Deere & Company makes tractors, farm equipment, integrated agricultural management systems, and irrigation equipment, just to name a few. When you think of agriculture and farming, Deere & Co is one of the first names that come to mind (and, rightfully so). Their bright green and yellow logo can be seen all over the United States and world. They have been dominating the agriculture industry for years and plan on doing so for the infinite future.
With the recent bull market in agriculture, it would be stupid not to include a name such as DE on your watch list. Sure, everyone is more interested in the seeds and fertilizers as the boom continues, but don't forget about DE in the process. As farmers lavish in high commodity prices such as wheat and corn, they now have more money to put back towards improving their farm. Sure, they will most likely buy seeds and fertilizers first, BUT, there's only so much of that they can buy. With limited farmland, they can't buy millions of seeds without the necessary amount of farmland to plant them all. So, naturally, they use the rest of the money to upgrade their equipment.

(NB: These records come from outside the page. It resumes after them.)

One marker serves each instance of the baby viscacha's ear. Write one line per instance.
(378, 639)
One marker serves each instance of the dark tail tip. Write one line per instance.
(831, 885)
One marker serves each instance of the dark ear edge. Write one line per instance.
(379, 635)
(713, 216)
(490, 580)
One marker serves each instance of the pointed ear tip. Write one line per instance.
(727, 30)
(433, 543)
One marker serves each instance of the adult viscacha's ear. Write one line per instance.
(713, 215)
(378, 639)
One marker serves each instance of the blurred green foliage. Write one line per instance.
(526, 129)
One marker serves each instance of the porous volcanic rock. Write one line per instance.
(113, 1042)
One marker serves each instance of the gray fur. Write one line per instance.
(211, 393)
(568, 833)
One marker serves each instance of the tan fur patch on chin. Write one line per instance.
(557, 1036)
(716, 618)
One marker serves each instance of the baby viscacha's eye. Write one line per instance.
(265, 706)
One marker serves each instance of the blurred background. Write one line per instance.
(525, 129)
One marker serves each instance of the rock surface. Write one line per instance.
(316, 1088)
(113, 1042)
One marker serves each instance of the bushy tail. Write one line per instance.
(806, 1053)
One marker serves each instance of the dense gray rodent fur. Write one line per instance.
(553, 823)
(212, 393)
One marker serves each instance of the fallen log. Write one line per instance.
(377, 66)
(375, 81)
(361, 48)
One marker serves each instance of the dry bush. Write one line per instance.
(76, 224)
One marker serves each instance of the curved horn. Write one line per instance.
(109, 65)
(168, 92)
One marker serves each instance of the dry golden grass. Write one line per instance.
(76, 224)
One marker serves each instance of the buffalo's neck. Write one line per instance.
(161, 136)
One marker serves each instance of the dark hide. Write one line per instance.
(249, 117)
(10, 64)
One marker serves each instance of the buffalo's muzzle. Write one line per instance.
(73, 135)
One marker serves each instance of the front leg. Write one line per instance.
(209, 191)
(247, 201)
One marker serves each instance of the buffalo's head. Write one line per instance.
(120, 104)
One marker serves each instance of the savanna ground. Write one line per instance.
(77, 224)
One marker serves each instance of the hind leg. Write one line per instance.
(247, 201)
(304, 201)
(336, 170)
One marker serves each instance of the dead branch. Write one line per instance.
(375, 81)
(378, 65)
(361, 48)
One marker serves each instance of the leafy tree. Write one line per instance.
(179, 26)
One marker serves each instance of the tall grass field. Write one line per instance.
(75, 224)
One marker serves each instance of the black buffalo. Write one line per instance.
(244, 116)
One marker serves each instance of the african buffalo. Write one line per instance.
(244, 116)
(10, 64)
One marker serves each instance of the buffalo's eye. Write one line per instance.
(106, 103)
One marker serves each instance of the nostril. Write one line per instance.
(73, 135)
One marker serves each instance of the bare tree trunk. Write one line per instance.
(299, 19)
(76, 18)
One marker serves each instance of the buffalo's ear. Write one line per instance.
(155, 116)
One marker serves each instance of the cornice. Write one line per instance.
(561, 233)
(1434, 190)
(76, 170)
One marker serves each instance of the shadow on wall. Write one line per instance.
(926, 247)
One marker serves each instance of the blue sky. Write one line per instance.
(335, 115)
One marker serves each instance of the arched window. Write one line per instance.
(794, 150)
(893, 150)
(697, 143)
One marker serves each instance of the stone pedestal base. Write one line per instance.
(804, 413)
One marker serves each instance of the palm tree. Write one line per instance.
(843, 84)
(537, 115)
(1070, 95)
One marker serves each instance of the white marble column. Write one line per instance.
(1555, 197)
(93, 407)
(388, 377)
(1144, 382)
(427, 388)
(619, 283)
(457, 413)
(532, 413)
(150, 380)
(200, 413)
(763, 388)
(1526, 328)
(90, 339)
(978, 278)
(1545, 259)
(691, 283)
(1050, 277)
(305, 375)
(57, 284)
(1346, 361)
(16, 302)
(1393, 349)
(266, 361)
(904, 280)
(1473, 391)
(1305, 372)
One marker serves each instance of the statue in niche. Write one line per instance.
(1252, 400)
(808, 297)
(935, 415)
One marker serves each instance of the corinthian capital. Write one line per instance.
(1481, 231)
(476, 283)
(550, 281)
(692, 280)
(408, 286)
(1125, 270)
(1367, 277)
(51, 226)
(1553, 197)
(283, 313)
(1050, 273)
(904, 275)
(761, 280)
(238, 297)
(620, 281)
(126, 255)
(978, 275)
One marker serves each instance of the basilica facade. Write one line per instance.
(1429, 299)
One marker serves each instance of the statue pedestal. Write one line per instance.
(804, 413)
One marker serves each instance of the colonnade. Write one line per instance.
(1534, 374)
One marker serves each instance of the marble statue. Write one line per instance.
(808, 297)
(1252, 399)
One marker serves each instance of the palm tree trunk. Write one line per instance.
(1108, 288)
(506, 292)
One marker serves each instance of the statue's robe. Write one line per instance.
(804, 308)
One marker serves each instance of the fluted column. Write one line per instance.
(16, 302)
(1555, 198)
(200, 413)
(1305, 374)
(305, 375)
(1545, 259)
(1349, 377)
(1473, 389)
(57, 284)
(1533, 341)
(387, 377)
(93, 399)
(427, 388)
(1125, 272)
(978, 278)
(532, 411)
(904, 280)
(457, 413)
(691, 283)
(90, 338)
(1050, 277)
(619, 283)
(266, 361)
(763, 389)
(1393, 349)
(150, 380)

That's where DE comes in. They make so many different farming machines it would take a paragraph just to list them out. They have dominated that market share. Deere is one of the most trusted names out there when it comes to tractors and other various farming machines. With the recent agricultural boom, you can bet good money that DE has seen a ton of their products head off to farms across the USA. This is a long term buy simply because the food and famine issues are not going to go away anytime soon. Not to mention that the high crop and fertilizer prices just play into the whole story. There is high demand and limited supply of nearly everything. Until this gets corrected and producers can start producing enough to meet demand, DE and other ag names are a buy.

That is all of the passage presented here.